As with the Western Wall Heritage Foundation, the Jewish Quarter in general shapes the memories and hopes of Jews. Jews visiting the Jewish Quarter have their memory more focused upon events during 1948-1967. Obviously, these memories highlight the necessary courage and sacrifice which contributed to the Israeli’s state retaking this section of the Old City. Jews visiting this Quarter are explicitly invited to hope for the continued existence of this Israeli state.
Within the Jewish Quarter, I found an even more controversial group of Jews. These are the Jews who formed and support the Temple Institute. This organization is making preparations for the building of the Third Temple. It has created ritual instruments for use in the Temple; it has recreated priestly garb; it has searched unsuccessfully for the necessary sacrificial “red heifer.”

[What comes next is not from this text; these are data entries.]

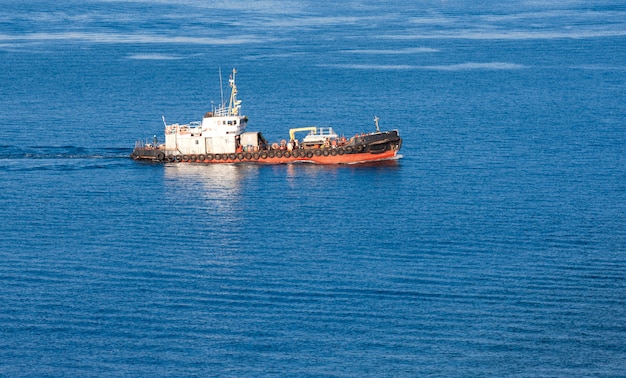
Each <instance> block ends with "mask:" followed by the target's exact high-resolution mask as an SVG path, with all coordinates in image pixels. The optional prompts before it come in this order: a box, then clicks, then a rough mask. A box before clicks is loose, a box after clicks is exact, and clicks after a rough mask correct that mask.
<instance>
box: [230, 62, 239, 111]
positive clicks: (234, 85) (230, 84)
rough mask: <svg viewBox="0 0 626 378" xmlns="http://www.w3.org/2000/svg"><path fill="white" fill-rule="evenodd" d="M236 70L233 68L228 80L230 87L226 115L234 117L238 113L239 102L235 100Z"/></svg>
mask: <svg viewBox="0 0 626 378" xmlns="http://www.w3.org/2000/svg"><path fill="white" fill-rule="evenodd" d="M236 74H237V70H236V69H234V68H233V73H232V74H231V75H230V79H229V80H228V82H229V85H230V87H231V88H232V89H231V91H230V101H229V102H228V114H229V115H234V116H236V115H237V114H238V113H239V107H240V104H241V101H239V100H237V84H235V75H236Z"/></svg>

Its website states: “The reality of the Jewish experience means that the Temple will be rebuilt. Many people who visit the Temple Institute are incredulous and cannot help but exclaim: “Do you really think that you will live to see the Holy Temple rebuilt?” The answer to that question is of little importance. Let us rather recall that Jewish history has a trajectory, which began when the patriarch Abraham smashed his father’s idols. That trajectory has spanned the millennia, and it is obvious that we are rapidly approaching climactic times, in which the Holy Temple will once again become the focal point for mankind’s spiritual focus. Whether this transpires in our generation or not, we can still choose to be active participants, and not simply spectators, in G-d’s bold plan for the Redemption of Israel and all humanity.”
Needless to say, their memories are focused upon an imagined set of Temple requirements which they hope to rebuild on the Temple Mount. Scary.
Finally, I had to walk outside the Old City to Mea’ Shearim.
If you have watched Netflix’s Shitsel, then Mea’ Shearim resembles the show’s ultra-orthodox neighborhood. The signs let the visitor know their status! The residents are the quintessential ultra-orthodox Jews.
Trying not to photograph its residence once I was inside Mea’ Shearim, I could not help but notice some features of its life.
Passing one clothing store, I saw three racks of black dresses. Like Henry Ford and the Model-T. “You can have your car in any color as long as it is black,” the saying here would be “You can have your dress in any color as long as it is black.”
I was also amazed at the number of single and double baby strollers.
Finally, as I passed a bookstore, I noticed an unusual number of book titles in English, not Hebrew or Yiddish.
As part of the “sacred geography” of or near the Old City, Mea’ Shearim also shapes memories and hopes. The section is like visiting a Eastern European Jewish community of the 1800’s. It has maintained dress, manners, customs practiced by Jews of that period and time. As a result, it has created a way of life which has no hope for participating in “modern life.” Of course, it does seem as though some practices are allowed, cellphones and computers to name two!
The Jews in and around the Old City are part of Jerusalem’s “sacred geography.” While the Jewish geography contains more than these elements, that geography is incomplete if these Jewish individuals, organizations, and places are forgotten.